Il settore Fintech, secondo il bellissimo recente report “Fintech calls for fuel” dell’Ossevatorio Fintech di PWC, soffre in Italia di carenza di investimenti, e quindi di redditività molto bassa, scarsa concentrazione di imprese, poca sistematicità di supporto da incubatori o hub finanziari.
In particolare, le Banche vengono accusate di investire cifre trascurabili, 93 milioni di €, rispetto agli investimenti nei loro sistemi ICT tradizionali e alla loro manutenzione. Infatti una maggiore attenzione al Fintech, secondo il rapporto, aiuterebbe le Banche a fare più business superando con la tecnologia i vincoli culturali, organizzativi e normativi che le appesantiscono nelle loro capacità imprenditoriali. Dal settore Fintech arriverebbero energie fresche, creatività e innovazione tecnologica in grado di dare una spinta di rivitalizzazione dei settori Banche e anche Assicurazioni.

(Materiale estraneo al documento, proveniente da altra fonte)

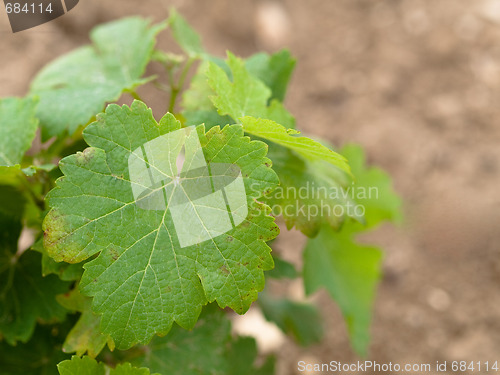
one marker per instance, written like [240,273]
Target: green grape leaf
[350,273]
[65,271]
[242,354]
[89,366]
[274,70]
[310,193]
[18,126]
[372,189]
[245,99]
[300,320]
[85,336]
[196,103]
[39,356]
[187,38]
[282,270]
[76,86]
[245,95]
[308,148]
[207,349]
[26,296]
[144,279]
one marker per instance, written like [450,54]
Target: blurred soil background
[417,83]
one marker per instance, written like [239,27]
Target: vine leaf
[374,190]
[347,270]
[89,366]
[311,192]
[75,87]
[350,273]
[300,320]
[187,38]
[18,126]
[274,70]
[85,336]
[25,296]
[207,349]
[245,99]
[143,279]
[308,148]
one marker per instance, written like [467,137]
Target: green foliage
[18,129]
[209,348]
[349,271]
[139,267]
[301,320]
[89,366]
[104,270]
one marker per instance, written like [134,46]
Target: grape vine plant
[93,283]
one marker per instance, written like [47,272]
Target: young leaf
[65,271]
[301,320]
[85,336]
[245,99]
[308,148]
[18,126]
[350,273]
[89,366]
[282,270]
[75,87]
[185,35]
[143,279]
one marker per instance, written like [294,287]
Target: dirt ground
[417,83]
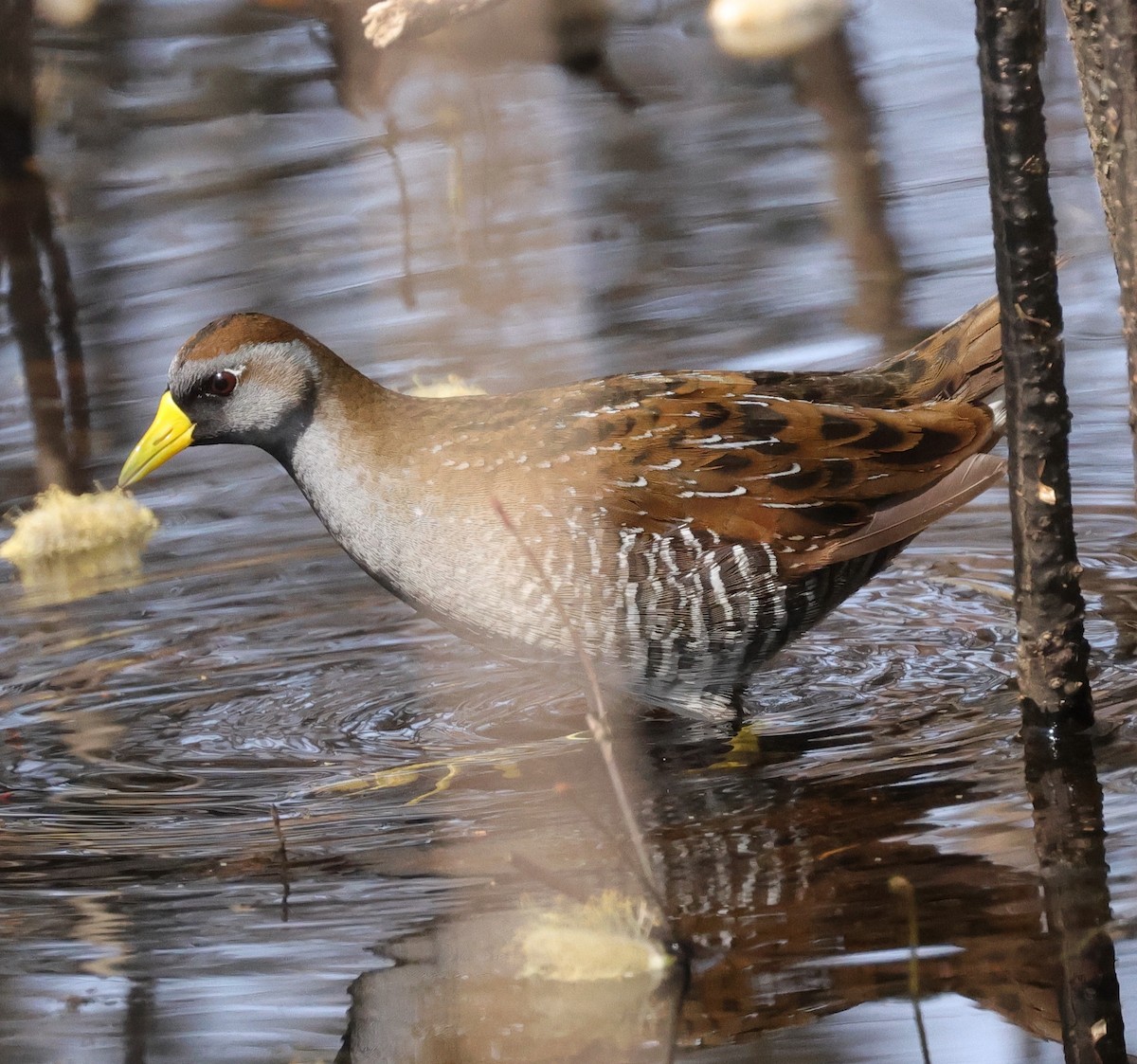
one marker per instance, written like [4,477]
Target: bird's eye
[222,383]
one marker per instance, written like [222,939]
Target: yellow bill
[170,433]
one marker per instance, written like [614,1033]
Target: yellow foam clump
[605,938]
[68,540]
[453,386]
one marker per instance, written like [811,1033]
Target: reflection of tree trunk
[43,308]
[827,81]
[1070,840]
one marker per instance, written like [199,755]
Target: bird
[680,527]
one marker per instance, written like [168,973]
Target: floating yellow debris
[67,541]
[607,937]
[768,28]
[453,386]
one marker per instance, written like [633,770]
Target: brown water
[464,205]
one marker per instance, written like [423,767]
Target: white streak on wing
[712,443]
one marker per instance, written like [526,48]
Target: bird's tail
[964,360]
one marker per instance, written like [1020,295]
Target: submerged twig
[284,864]
[902,887]
[597,715]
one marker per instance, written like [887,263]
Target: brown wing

Inoltre, senza reale osmosi e collaborazione, la gran parte delle attività Fintech rischiano notevoli problemi di compliance con le regole specifiche del mercato italiano ed europeo, da cui il recente sviluppo di iniziative definite Regtech, cioè di tecnologia applicata alle norme finanziarie, che regolano ad esempio l’identificazione sicura di un cliente (adeguata verifica) e le attività di contrasto a riciclaggio e terrorismo.
Visabit si colloca tra le migliori realtà in termini di completezza e di mobilità attraverso smartphone: si tratta di vere e proprie gateway, porte di accesso al sistema regolato, come un’area di controllo di un aeroporto dopo 11 Settembre: le soluzioni Regtech dovrebbero costituire una sorta di bocchettone di aggancio per tutte le applicazioni Fintech e di System Integration al mercato finanziario. Questo settore è il più giovane e meno sviluppato per ora con grande potenziale di crescita, proprio per la scarsa integrazione per ora avvenuta tra cultura finanziaria e cultura tecnica e per insufficiente focalizzazione sui reali bisogni di un cliente che si avvicina a un investimento o all’acquisizione di un bene di valore.
Le soluzioni Regtech dovrebbero costituire un gateway per tutto il sistema: una sorta di bocchettone di aggancio per tutte le applicazioni Fintech e di System Integration al mercato finanziario
Senza la crescita di questo settore tutto lo sviluppo del Fintech secondo il modello di Skinner rischia tempi molto più lunghi, e l’Europa spinge per non essere tagliata fuori nel panorama finanziario internazionale.